DuVine Cycling wine tasting stop during cycling tour of Czech Republic and Austria photo by By Gwen Kidera source duvine

DuVine Cycling wine tasting stop during cycling tour of Czech Republic and Austria. Photo by Gwen Kidera. Source: DuVine.

Business Mantras Worth Following

Two mantras for Walks were learning from customer feedback and always developing new products to re-activate interest in the brand.

“A lot of operators were just offering redundant products, which made it hard to offer any particularly engaging marketing,” Oddo said.

One underserved segment of the market was travelers who didn’t like planning but were still willing to pay for higher-quality tours.

So the company developed a product around 2017 called Walk On, Walk Off, which was like buying a pass for many tours at a volume discount. A guest purchased a pass, and then received a schedule of all the tours during their stay at a destination. The travelers could go to as many of the walks as they wanted. They would show the pass, which is a QR code the guide would scan.

Another key demand from travelers was to have an experience they could share back home as being distinctive.

“We needed to find a unique twist on the Louvre or a new way to access the St. Mark’s facility in Venice off hours at night,” said Oddo, who spent a lot of time meeting with attractions and sites and museums to find more creative partnerships.

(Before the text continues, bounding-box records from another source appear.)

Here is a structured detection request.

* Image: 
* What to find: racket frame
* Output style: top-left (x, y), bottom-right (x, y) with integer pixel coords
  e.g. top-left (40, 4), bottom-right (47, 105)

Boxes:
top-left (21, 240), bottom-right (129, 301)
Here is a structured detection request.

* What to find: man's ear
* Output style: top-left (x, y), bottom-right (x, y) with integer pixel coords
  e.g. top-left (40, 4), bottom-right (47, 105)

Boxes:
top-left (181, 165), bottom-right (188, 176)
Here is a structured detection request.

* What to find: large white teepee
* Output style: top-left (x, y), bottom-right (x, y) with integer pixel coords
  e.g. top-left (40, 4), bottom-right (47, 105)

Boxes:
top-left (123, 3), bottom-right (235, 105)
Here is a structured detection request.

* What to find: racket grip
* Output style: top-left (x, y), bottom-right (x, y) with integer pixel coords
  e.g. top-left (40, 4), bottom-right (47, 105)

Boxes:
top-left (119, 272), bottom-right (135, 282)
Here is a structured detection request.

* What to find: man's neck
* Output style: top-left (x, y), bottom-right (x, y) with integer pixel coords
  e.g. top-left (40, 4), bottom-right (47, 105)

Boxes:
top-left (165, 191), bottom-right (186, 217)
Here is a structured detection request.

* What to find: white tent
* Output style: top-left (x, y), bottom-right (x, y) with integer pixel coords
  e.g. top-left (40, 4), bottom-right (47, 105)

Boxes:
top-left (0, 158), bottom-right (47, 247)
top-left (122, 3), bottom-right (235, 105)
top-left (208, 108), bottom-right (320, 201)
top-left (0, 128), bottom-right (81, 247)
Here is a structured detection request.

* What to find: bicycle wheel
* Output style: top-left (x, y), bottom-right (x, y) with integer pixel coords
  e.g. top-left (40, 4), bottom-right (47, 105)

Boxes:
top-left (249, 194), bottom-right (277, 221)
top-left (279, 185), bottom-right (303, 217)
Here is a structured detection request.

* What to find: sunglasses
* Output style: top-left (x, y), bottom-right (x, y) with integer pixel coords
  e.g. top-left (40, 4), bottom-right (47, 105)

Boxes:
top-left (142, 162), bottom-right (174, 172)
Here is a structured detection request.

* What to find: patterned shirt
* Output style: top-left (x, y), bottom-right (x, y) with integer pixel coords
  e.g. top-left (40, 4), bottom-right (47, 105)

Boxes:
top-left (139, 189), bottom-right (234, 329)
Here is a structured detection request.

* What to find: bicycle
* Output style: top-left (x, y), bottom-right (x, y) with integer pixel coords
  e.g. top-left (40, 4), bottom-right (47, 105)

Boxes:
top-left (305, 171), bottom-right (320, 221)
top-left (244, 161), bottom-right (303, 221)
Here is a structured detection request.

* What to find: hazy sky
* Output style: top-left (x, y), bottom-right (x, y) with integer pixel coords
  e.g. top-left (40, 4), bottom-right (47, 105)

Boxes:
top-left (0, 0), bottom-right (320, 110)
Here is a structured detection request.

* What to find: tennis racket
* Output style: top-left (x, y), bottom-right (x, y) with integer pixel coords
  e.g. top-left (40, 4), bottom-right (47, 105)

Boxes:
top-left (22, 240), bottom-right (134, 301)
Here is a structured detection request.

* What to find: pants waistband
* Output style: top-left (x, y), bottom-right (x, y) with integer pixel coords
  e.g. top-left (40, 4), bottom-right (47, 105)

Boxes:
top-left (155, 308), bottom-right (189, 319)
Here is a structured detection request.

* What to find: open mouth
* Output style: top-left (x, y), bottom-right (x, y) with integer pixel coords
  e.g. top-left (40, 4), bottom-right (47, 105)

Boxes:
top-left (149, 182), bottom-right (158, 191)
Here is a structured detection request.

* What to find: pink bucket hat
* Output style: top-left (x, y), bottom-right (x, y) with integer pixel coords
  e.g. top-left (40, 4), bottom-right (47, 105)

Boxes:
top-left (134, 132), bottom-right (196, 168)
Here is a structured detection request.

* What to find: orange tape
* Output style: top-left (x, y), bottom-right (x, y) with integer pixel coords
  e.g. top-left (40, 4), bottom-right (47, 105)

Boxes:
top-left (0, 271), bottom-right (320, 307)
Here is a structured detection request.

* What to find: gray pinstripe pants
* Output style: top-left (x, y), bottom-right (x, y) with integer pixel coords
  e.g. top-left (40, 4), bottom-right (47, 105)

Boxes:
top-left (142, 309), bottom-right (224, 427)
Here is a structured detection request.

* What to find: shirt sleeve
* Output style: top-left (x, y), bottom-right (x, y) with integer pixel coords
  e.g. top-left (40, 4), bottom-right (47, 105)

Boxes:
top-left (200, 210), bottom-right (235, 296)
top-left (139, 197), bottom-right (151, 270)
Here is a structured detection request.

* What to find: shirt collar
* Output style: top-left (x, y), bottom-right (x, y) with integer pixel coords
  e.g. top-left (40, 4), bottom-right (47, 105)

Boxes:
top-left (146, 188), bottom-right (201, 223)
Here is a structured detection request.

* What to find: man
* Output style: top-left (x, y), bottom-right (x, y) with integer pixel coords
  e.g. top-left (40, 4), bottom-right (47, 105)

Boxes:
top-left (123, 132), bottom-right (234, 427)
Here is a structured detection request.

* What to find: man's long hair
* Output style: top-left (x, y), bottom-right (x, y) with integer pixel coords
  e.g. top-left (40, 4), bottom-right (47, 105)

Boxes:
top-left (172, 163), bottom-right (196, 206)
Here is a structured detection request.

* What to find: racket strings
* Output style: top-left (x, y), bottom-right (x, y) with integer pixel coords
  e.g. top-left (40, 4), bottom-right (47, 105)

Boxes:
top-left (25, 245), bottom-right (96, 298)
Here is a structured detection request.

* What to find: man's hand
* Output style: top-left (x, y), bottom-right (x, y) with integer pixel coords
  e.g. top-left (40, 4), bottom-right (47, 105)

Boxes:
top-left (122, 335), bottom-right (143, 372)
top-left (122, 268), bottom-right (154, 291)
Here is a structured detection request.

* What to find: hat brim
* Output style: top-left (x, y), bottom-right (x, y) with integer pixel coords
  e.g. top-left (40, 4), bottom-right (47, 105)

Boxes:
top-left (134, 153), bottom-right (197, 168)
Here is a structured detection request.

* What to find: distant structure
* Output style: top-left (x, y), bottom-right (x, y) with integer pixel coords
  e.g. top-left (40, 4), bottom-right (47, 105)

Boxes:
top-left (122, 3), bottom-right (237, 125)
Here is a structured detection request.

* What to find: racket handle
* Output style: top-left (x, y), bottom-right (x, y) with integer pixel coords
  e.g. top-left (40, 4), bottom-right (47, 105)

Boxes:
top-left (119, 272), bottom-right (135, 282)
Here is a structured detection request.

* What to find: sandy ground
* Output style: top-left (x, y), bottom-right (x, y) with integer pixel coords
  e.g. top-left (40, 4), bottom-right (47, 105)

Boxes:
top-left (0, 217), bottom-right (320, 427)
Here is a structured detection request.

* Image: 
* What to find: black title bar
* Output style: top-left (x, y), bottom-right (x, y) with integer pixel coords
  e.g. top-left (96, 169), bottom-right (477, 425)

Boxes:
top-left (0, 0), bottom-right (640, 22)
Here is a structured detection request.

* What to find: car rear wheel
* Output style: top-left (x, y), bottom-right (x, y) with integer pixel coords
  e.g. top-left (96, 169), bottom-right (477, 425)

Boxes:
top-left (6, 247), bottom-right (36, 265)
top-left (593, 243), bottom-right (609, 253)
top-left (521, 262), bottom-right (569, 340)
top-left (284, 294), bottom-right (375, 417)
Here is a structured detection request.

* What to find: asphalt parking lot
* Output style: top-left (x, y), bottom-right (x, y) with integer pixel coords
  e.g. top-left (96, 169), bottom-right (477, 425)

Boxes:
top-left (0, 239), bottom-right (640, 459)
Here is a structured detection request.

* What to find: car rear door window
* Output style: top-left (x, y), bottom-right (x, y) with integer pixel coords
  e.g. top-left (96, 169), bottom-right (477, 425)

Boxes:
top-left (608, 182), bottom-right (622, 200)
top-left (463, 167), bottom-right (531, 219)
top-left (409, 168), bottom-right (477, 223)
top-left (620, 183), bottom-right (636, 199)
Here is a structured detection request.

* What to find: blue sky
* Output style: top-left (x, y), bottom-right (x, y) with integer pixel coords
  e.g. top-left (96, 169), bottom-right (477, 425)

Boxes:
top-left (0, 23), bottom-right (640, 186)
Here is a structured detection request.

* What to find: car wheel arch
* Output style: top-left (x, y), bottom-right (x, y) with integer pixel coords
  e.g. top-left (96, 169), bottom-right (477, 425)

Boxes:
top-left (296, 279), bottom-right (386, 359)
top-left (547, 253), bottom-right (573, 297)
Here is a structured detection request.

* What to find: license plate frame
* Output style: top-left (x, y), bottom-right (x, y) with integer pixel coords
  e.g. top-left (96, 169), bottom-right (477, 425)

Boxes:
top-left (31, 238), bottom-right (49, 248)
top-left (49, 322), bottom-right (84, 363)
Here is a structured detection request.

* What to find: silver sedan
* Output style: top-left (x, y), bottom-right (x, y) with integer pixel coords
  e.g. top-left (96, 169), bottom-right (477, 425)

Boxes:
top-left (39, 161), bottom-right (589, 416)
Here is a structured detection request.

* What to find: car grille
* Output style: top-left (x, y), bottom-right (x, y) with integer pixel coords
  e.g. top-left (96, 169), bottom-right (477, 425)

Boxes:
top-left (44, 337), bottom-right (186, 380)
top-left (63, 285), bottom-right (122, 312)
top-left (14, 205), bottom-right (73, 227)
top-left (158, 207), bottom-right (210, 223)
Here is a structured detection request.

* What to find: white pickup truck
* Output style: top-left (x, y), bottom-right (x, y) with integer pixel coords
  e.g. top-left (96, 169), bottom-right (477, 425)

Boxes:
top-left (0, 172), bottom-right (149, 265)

An example of exclusive content is that the Walks team negotiated with Disney to gain access to Broadway’s New Amsterdam Theatre. Guests can go backstage to see props and masks from Disney productions, such as Aladdin and The Lion King.

Another mantra for the company was efficiency.

To gain efficiencies, the company invested in technology. It generated enough free cash it could afford to invest about $5 million in creating its software.

“We had a team pre-pandemic team of 12 developers who created tools to handle tasks like ticketing and schedule management for guides,” Oddo said. “We used software to track the quality of the guides over time, based partly on customer feedback.”

To be sure, not every travel experience operator has enjoyed the same resilience as Walks and Levine.

Investment professionals generally agree that the biggest consequences of the pandemic are still unfolding. Some operators will fold, especially ones in markets that cannot afford large fiscal stimulus and business support plans for private companies.

Even in markets that are reviving, entrepreneurs will face strains.

“It’s sort of like you’re coming off the couch to race the Tour de France,” Levine said. “We’re all hiring our best people back, but it’s taking some folks a moment to get back in the groove and handle the coming surge in travel.”